- Born: Darryl Richard Rosenberg March 18, 1946 (age 80) United States
- Occupations: Television and theatre actor
- Years active: 1953–present

= Darryl Richard (actor) =

American television and theatre actor (born 1946)

Darryl Richard Rosenberg (born March 18, 1946) is an American television and theatre actor. He is known for playing the role of Morton "Smitty" Smith in the American sitcom television series The Donna Reed Show.

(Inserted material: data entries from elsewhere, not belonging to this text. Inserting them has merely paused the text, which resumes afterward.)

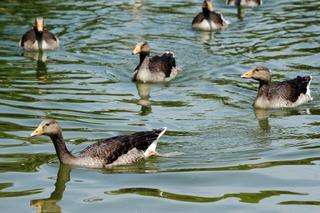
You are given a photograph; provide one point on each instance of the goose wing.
(198, 19)
(291, 89)
(29, 36)
(163, 63)
(112, 148)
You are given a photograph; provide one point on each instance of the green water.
(229, 157)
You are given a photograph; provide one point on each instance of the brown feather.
(112, 148)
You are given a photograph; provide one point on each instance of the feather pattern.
(112, 148)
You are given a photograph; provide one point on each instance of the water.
(232, 158)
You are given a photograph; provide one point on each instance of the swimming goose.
(209, 20)
(289, 93)
(156, 68)
(119, 150)
(38, 38)
(244, 3)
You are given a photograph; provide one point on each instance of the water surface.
(232, 157)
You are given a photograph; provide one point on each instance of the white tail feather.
(152, 148)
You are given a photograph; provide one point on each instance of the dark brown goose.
(290, 93)
(154, 69)
(209, 20)
(244, 3)
(119, 150)
(38, 38)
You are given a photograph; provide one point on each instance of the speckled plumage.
(208, 19)
(289, 93)
(34, 39)
(117, 150)
(156, 68)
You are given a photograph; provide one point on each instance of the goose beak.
(40, 27)
(136, 50)
(210, 7)
(39, 23)
(248, 74)
(39, 131)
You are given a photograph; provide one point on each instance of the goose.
(38, 38)
(114, 151)
(208, 20)
(154, 69)
(289, 93)
(244, 3)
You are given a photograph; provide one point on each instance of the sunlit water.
(230, 157)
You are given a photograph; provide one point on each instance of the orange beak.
(210, 7)
(39, 131)
(136, 50)
(248, 74)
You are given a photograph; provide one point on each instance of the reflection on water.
(144, 90)
(243, 197)
(50, 204)
(263, 115)
(86, 85)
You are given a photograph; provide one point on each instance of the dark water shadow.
(263, 115)
(50, 204)
(243, 197)
(144, 90)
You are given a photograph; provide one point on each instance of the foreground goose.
(156, 68)
(208, 19)
(290, 93)
(244, 3)
(119, 150)
(38, 38)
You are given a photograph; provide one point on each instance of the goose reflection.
(243, 197)
(207, 36)
(144, 90)
(51, 204)
(240, 4)
(41, 71)
(41, 67)
(263, 115)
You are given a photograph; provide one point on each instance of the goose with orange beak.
(114, 151)
(154, 69)
(38, 38)
(209, 20)
(289, 93)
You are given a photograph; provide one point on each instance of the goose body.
(119, 150)
(209, 20)
(289, 93)
(38, 38)
(244, 3)
(154, 69)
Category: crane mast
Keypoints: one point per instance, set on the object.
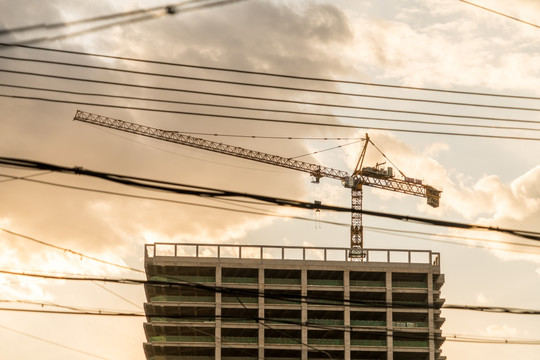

Born in the United States. Richard began his career in 1953, first appearing in the anthology television series Suspense, where he played the role of Ivan. He then appeared on Broadway plays from 1954, appearing in the Broadway play King of Hearts, in which he played the role of Billy. His theatre appearances include Miss Isobel, A Roomful of Roses, Portofino, Harbor Lights and Cat on a Hot Tin Roof. Richard guest-starred in television programs including Mr. Novak, The Phil Silvers Show, The Rifleman, The Detectives, Sam Benedict, The Betty Hutton Show, The Twilight Zone S3 E37 " The Changing of the Guard" (with Tom Lowell) and The Tom Ewell Show.

In 1961, Richard played the role of Morton "Smitty" Smith in the American sitcom television series The Donna Reed Show, the best friend of Jeff Stone (Paul Petersen). He retired from acting in 1966, later being president of the company Rich-Art Productions.